If you've reached here by following the steps, we have created our 1st agent to extract the data from list page. And ready to make our 2nd agent which will extract the details page from each listing, by connecting both agents and URL from source agent option in input type. Let's create the 2nd agent : 

Steps :

  1. Go to any example details page URL from the list #1
  2. Open the Agenty extension and setup all the fields you wants to included in your 2nd agent of details page scraping

    product details scraping
     
  3. Save the agent (The agent will auto-execute using default input type : SOURCE URL when saved in Agenty cloud)

    details page scraped
     
  4. Now, we need to change it's input type as URL from source agent to point the agent to our books list #1 agent. That way, the 1st agent output will be considered as 2nd agent input and this agent will grabs the DETAILS_PAGE_URL from the source agent to extract details for each product.

    connect agents using source url
  5. Now both agents are connected, so we can run the 2nd agent to extract all details page from list

    details page scraping result
     
  6. If you see the screenshot above, Agenty grabbed all 20 pages from list agent output and then extracted each details page for NAME, PRICE, AVAILABILITY AND DESCRIPTION fields.
  7. And I also added the default field REQUEST_URL with name as  PAGE_URL to better analyze my scraped result, as what page returned in what output.

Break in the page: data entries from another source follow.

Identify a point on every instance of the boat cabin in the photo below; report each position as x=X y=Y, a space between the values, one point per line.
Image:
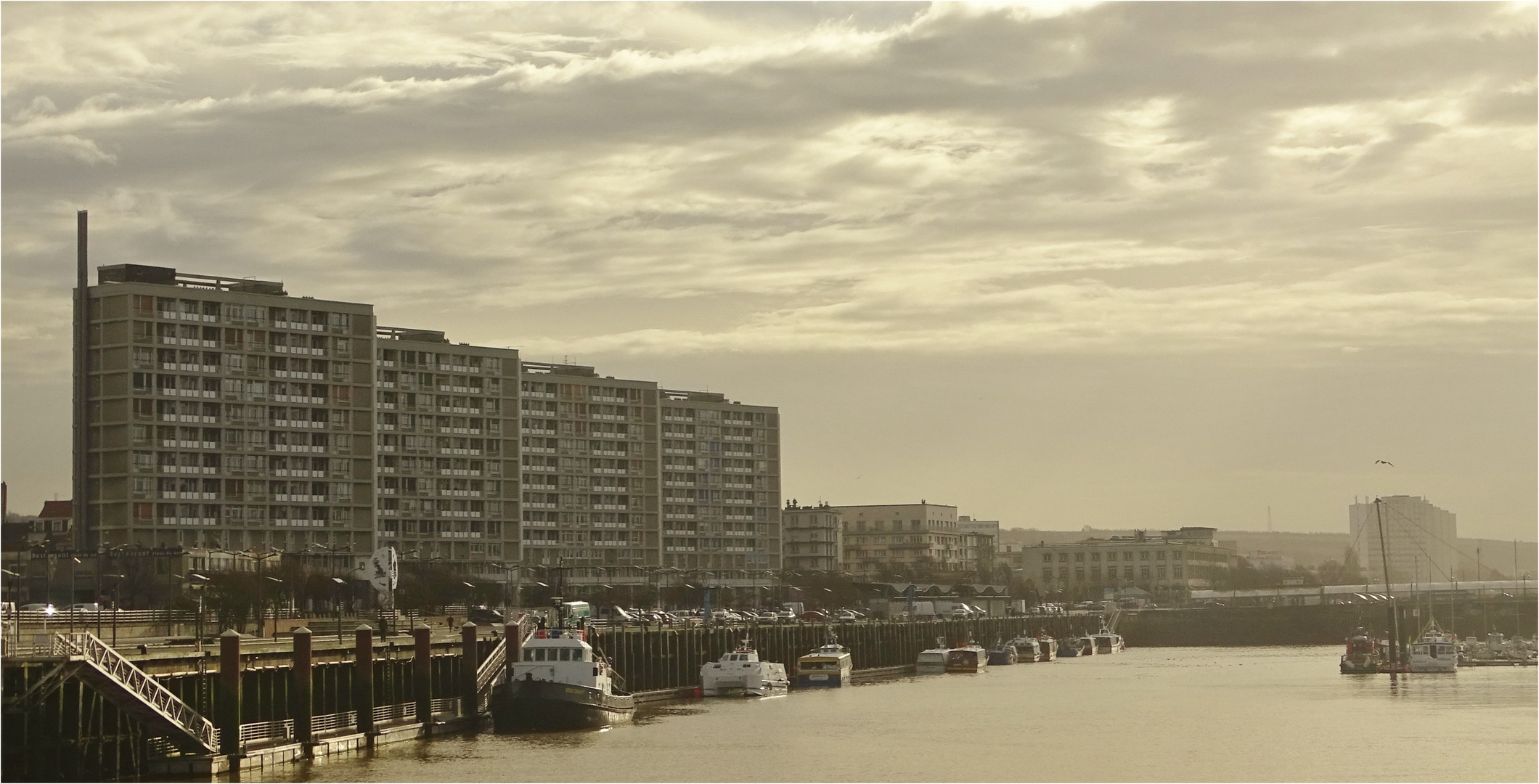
x=563 y=656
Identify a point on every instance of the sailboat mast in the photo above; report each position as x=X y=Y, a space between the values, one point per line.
x=1384 y=557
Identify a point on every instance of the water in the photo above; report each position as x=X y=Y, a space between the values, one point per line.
x=1140 y=715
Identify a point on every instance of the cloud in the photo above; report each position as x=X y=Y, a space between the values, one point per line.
x=952 y=178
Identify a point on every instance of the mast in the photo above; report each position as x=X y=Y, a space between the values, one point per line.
x=1384 y=557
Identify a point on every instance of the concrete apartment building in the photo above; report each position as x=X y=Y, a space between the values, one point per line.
x=446 y=458
x=1173 y=561
x=886 y=539
x=224 y=413
x=813 y=538
x=1419 y=539
x=721 y=483
x=228 y=415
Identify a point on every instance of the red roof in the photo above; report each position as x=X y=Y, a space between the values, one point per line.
x=54 y=510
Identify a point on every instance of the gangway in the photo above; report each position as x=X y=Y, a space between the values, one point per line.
x=128 y=687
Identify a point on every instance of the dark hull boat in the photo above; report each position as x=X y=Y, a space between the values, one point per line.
x=527 y=704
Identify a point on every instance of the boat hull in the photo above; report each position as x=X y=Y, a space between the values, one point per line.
x=530 y=704
x=819 y=679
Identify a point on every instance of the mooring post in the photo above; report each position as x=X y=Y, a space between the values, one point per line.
x=470 y=664
x=229 y=693
x=422 y=674
x=301 y=703
x=364 y=678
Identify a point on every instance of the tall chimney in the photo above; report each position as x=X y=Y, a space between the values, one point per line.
x=85 y=532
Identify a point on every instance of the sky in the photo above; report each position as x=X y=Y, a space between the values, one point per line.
x=1059 y=266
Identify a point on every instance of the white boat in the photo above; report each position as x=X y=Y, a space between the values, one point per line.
x=933 y=661
x=559 y=685
x=970 y=658
x=1027 y=650
x=1107 y=641
x=742 y=674
x=1434 y=653
x=827 y=667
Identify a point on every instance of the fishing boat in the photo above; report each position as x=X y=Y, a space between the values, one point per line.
x=740 y=672
x=825 y=667
x=1107 y=641
x=970 y=658
x=559 y=681
x=1047 y=648
x=559 y=685
x=933 y=661
x=1434 y=652
x=1003 y=653
x=1025 y=649
x=1363 y=653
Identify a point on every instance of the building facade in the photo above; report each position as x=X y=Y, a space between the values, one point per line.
x=1173 y=561
x=1418 y=536
x=813 y=538
x=889 y=541
x=225 y=413
x=228 y=415
x=446 y=450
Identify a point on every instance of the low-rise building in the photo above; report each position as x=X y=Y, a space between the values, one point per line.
x=813 y=538
x=1173 y=561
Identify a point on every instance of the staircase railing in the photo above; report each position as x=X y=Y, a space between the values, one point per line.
x=490 y=671
x=122 y=672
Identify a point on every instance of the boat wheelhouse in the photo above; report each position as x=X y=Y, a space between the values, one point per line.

You can learn more about adding default fields here.

Scraping more pages in List

In most cases, you'd want to extract more then one page in your list scraper from some product categories or search page. So you can follow this pagination tutorial to get all the products list, before extracting the details of each products.

And you can also use the "Start an Agent" trigger to automatically run the 2nd agent when the 1st agent completes a job and the list is ready to scrape details.